The National Institute of Standards and Technology (NIST) and the National Institutes of Health (NIH) are leading a flow cytometry quantitation consortium to serve the flow cytometry communities (1). The consortium members are a diverse group, including manufacturers of reagents and instruments, as well as users in industry, government, and academics. The present objective of this group is for NIST to provide fluorescence intensity assignments to reference microspheres submitted by the consortium members. This service assures consistency and traceability of the value assignment and enables the standardization of the fluorescence intensity scale and performance characteristics of flow cytometers.

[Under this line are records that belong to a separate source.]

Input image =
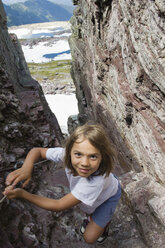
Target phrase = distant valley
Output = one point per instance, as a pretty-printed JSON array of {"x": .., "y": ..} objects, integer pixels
[{"x": 37, "y": 11}]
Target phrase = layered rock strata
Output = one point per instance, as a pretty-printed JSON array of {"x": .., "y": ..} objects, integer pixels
[{"x": 119, "y": 71}]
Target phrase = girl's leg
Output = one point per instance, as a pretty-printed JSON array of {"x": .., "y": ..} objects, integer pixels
[{"x": 92, "y": 232}]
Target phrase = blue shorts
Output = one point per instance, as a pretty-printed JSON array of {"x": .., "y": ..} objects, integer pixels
[{"x": 103, "y": 214}]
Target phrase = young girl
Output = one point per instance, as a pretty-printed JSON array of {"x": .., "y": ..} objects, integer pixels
[{"x": 88, "y": 158}]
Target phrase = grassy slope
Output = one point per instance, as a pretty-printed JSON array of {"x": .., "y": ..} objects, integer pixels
[{"x": 50, "y": 70}]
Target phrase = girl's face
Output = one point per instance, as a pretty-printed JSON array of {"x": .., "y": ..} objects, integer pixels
[{"x": 85, "y": 157}]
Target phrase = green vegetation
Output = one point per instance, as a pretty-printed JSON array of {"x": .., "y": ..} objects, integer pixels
[
  {"x": 36, "y": 12},
  {"x": 50, "y": 70}
]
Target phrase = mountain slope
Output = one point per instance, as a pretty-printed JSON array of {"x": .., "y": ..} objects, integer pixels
[{"x": 35, "y": 12}]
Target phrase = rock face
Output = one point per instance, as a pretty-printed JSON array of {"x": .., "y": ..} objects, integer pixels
[
  {"x": 25, "y": 118},
  {"x": 118, "y": 68}
]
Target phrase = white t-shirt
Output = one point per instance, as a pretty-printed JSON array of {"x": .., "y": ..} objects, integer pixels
[{"x": 93, "y": 191}]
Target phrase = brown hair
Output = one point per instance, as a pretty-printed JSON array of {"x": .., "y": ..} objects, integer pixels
[{"x": 98, "y": 138}]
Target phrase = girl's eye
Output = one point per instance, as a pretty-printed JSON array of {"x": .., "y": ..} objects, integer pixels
[
  {"x": 77, "y": 154},
  {"x": 93, "y": 157}
]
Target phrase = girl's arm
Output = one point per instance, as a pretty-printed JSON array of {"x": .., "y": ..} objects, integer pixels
[
  {"x": 65, "y": 202},
  {"x": 25, "y": 172}
]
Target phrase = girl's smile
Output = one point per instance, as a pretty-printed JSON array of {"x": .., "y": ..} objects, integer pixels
[{"x": 85, "y": 157}]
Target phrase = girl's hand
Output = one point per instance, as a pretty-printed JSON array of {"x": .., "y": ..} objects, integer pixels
[
  {"x": 22, "y": 174},
  {"x": 12, "y": 192}
]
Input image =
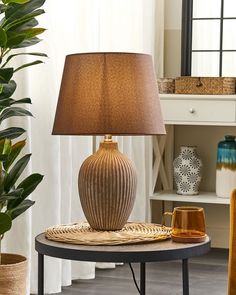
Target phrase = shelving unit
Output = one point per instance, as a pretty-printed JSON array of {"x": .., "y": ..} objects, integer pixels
[{"x": 185, "y": 115}]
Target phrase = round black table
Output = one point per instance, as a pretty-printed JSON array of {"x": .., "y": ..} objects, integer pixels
[{"x": 140, "y": 253}]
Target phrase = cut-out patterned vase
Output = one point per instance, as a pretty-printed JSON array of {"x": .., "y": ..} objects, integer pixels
[
  {"x": 226, "y": 167},
  {"x": 187, "y": 171}
]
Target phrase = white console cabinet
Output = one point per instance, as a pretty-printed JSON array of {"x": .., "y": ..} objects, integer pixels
[{"x": 200, "y": 120}]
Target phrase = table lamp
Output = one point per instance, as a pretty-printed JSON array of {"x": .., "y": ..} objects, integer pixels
[{"x": 108, "y": 94}]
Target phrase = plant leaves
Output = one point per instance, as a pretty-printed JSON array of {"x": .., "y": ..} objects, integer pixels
[
  {"x": 3, "y": 8},
  {"x": 14, "y": 39},
  {"x": 15, "y": 151},
  {"x": 4, "y": 103},
  {"x": 27, "y": 25},
  {"x": 7, "y": 89},
  {"x": 5, "y": 223},
  {"x": 26, "y": 204},
  {"x": 11, "y": 133},
  {"x": 15, "y": 172},
  {"x": 6, "y": 147},
  {"x": 3, "y": 37},
  {"x": 36, "y": 62},
  {"x": 5, "y": 75},
  {"x": 14, "y": 112}
]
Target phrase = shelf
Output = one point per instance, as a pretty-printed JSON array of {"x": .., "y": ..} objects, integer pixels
[
  {"x": 198, "y": 96},
  {"x": 203, "y": 197}
]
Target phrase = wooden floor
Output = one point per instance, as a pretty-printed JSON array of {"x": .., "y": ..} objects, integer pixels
[{"x": 208, "y": 276}]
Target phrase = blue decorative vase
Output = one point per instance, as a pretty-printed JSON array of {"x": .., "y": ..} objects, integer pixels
[
  {"x": 226, "y": 167},
  {"x": 187, "y": 171}
]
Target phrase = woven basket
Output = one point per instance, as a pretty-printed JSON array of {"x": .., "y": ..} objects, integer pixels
[
  {"x": 204, "y": 85},
  {"x": 166, "y": 85},
  {"x": 13, "y": 272},
  {"x": 132, "y": 233}
]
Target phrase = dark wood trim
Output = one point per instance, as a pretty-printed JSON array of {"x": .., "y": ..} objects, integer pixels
[{"x": 186, "y": 37}]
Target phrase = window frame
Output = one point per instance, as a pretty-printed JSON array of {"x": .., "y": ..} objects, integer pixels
[{"x": 186, "y": 37}]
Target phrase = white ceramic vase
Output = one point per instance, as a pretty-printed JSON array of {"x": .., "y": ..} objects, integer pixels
[{"x": 187, "y": 171}]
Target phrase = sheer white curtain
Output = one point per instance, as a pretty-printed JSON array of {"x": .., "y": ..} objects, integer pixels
[{"x": 77, "y": 26}]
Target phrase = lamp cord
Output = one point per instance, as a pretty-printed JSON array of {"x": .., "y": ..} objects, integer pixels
[{"x": 133, "y": 275}]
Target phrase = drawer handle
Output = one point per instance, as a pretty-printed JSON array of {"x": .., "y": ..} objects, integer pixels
[{"x": 191, "y": 110}]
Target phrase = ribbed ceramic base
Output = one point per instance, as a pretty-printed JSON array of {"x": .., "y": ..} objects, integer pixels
[{"x": 107, "y": 188}]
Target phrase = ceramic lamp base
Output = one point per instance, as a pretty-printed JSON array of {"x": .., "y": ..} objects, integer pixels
[{"x": 107, "y": 188}]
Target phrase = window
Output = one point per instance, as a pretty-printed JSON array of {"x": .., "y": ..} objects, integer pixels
[{"x": 209, "y": 38}]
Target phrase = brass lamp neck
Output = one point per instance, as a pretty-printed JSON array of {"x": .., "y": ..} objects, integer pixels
[{"x": 108, "y": 138}]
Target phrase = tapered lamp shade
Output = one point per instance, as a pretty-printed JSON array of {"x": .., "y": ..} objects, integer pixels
[{"x": 108, "y": 93}]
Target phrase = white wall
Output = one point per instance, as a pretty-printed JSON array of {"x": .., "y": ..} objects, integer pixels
[{"x": 172, "y": 38}]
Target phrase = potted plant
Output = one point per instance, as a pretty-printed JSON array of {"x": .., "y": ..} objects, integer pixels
[{"x": 18, "y": 29}]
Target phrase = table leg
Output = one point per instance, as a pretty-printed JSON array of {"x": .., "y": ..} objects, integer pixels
[
  {"x": 40, "y": 274},
  {"x": 185, "y": 277},
  {"x": 142, "y": 278}
]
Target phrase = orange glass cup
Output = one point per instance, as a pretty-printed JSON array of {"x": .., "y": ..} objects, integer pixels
[{"x": 188, "y": 224}]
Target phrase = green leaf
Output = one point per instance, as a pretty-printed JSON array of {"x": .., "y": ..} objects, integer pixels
[
  {"x": 24, "y": 53},
  {"x": 14, "y": 39},
  {"x": 28, "y": 65},
  {"x": 5, "y": 75},
  {"x": 3, "y": 37},
  {"x": 27, "y": 25},
  {"x": 7, "y": 89},
  {"x": 26, "y": 204},
  {"x": 5, "y": 223},
  {"x": 14, "y": 112},
  {"x": 16, "y": 1},
  {"x": 4, "y": 103},
  {"x": 5, "y": 147},
  {"x": 3, "y": 8},
  {"x": 15, "y": 172},
  {"x": 12, "y": 132},
  {"x": 15, "y": 151},
  {"x": 16, "y": 11}
]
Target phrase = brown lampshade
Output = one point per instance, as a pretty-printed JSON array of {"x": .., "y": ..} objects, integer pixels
[{"x": 108, "y": 93}]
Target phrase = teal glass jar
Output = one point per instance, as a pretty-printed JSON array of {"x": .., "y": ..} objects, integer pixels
[{"x": 226, "y": 167}]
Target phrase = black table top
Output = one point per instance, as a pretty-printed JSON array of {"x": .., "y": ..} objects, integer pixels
[{"x": 148, "y": 252}]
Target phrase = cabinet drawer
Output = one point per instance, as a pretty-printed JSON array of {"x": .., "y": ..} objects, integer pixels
[{"x": 198, "y": 110}]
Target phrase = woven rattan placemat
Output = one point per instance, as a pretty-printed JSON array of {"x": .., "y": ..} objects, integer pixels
[{"x": 132, "y": 233}]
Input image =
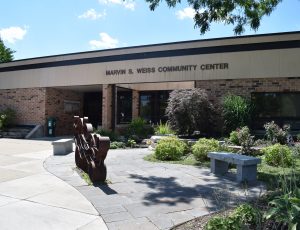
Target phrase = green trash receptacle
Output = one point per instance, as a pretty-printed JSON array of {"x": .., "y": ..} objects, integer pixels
[{"x": 51, "y": 124}]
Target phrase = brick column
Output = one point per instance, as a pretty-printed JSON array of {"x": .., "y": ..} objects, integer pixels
[
  {"x": 135, "y": 104},
  {"x": 106, "y": 106}
]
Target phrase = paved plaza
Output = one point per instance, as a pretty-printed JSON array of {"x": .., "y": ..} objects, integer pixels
[{"x": 42, "y": 191}]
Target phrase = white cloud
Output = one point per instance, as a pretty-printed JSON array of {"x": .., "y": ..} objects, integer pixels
[
  {"x": 128, "y": 4},
  {"x": 105, "y": 42},
  {"x": 12, "y": 34},
  {"x": 186, "y": 13},
  {"x": 92, "y": 14}
]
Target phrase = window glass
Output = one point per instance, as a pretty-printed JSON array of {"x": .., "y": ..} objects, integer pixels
[{"x": 124, "y": 107}]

Antigens on a cell surface or within a cell can be tagged through binding with fluorescently labeled monoclonal antibodies and measured using flow cytometry. Antigen expression level, indicative of the presence of a functional gene, is then measured via the fluorescence intensity of these cell-bound antibodies. In principle, the measured intensity should be directly proportional to the number of antibodies bound per cell (ABC). Moreover, if ABC is determined, the number of antigens on the cell surface can then be calculated using an antibody-antigen binding model that accurately relates the two quantities. Being able to measure antigen expression accurately and correlate it with gene expression level would be a boon to disease diagnostics, drug development, clinical trials, and therapy monitoring, just to name a few high impact areas.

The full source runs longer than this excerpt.